Secondly, I do not think that "the upper part of one of those rear cowlings completely missing". There seems to be a patch of reflected light on it.

The aircraft in question is Boeing 777-336ER G-STBF. Here is one of its many photos:
https://www.jetphotos.com/photo/10778774

Edit: It appears that the engine nacelles do not have to be identical (i.e., symmetrical). I found an older photo of the same plane with two engine nacelles looking rather different:
https://www.planespotters.net/photo/1390708/g-stbf-british-airways-boeing-777-336er
If you use this from the other side, the effect remains the same, showing that it's ok if it's asymmetric.

https://www.planespotters.net/photo/1089360/g-stbf-british-airways-boeing-777-336er
 
Unfortunately, the other photos are unrecoverable. I should have noticed the odd trail sooner...

As for the difference in appearance of the engines, there's a lot of air between me and the plane and it's really common to have noticeable distortions on parts of the aircraft. My scope has a small aperture and is not quite suited for this type of photography.

The bypass explanation seems plausible. I'm digging through my older 777 photos to see if I can find something similar.

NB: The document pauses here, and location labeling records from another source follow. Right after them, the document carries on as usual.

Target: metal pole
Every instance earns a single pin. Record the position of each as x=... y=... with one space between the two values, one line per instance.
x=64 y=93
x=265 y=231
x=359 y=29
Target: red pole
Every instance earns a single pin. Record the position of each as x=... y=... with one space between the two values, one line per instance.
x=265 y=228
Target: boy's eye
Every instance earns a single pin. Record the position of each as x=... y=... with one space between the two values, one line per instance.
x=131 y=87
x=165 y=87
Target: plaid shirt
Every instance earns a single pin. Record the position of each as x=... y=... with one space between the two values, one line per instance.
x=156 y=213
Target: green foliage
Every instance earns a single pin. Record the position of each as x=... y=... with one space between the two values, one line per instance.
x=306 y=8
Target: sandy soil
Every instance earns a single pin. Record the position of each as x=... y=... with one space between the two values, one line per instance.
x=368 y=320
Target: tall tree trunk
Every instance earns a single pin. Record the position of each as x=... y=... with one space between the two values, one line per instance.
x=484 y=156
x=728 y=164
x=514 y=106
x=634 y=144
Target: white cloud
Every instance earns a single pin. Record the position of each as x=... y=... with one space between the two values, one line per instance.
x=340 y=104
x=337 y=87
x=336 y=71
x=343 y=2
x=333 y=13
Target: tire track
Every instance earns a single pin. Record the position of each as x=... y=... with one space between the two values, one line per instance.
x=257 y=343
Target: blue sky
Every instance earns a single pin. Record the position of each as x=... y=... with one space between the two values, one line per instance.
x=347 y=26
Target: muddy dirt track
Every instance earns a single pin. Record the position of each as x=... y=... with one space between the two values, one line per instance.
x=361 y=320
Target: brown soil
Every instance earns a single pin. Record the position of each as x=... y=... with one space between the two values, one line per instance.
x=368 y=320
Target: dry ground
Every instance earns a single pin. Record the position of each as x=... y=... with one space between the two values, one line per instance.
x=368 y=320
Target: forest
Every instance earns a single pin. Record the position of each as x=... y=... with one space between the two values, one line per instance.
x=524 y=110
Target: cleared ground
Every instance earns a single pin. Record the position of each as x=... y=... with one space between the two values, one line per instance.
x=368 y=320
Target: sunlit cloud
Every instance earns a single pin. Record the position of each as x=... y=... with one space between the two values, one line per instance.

Post-processing was contrast enhancement, noise reduction and sharpening. Nothing else. It's a poor image and I would have discarded it if not for the interesting contrail.
 
Here is a 2019 photo of the same aircraft (G-STBF Boeing 777-336(ER) of British Airways) in a similar orientation to the original, but in a much better resolution:

Source: https://www.facebook.com/photo/?fbid=2333735153525704&set=pcb.2333736460192240

Thanks. I think that resolves the discrepancy that worried me. The structures behind the engines are symmetrical, so from the viewpoint of the original photos different parts of the two structures would look very similar.
 
I would suggest asking over at aviation.stackexchange.com by the way. Happy to crosspost for you if you want.
Reiterating my suggestion to ask about the venting at aviation.stackexchange.com (my post may have been overlooked as moderation took a while, I'm new after all). It'll be answered quite quickly over there I believe.
 
Reiterating my suggestion to ask about the venting at aviation.stackexchange.com (my post may have been overlooked as moderation took a while, I'm new after all). It'll be answered quite quickly over there I believe.
You're right, I did miss that suggestion. Of course, absolutely, feel free to crosspost over there.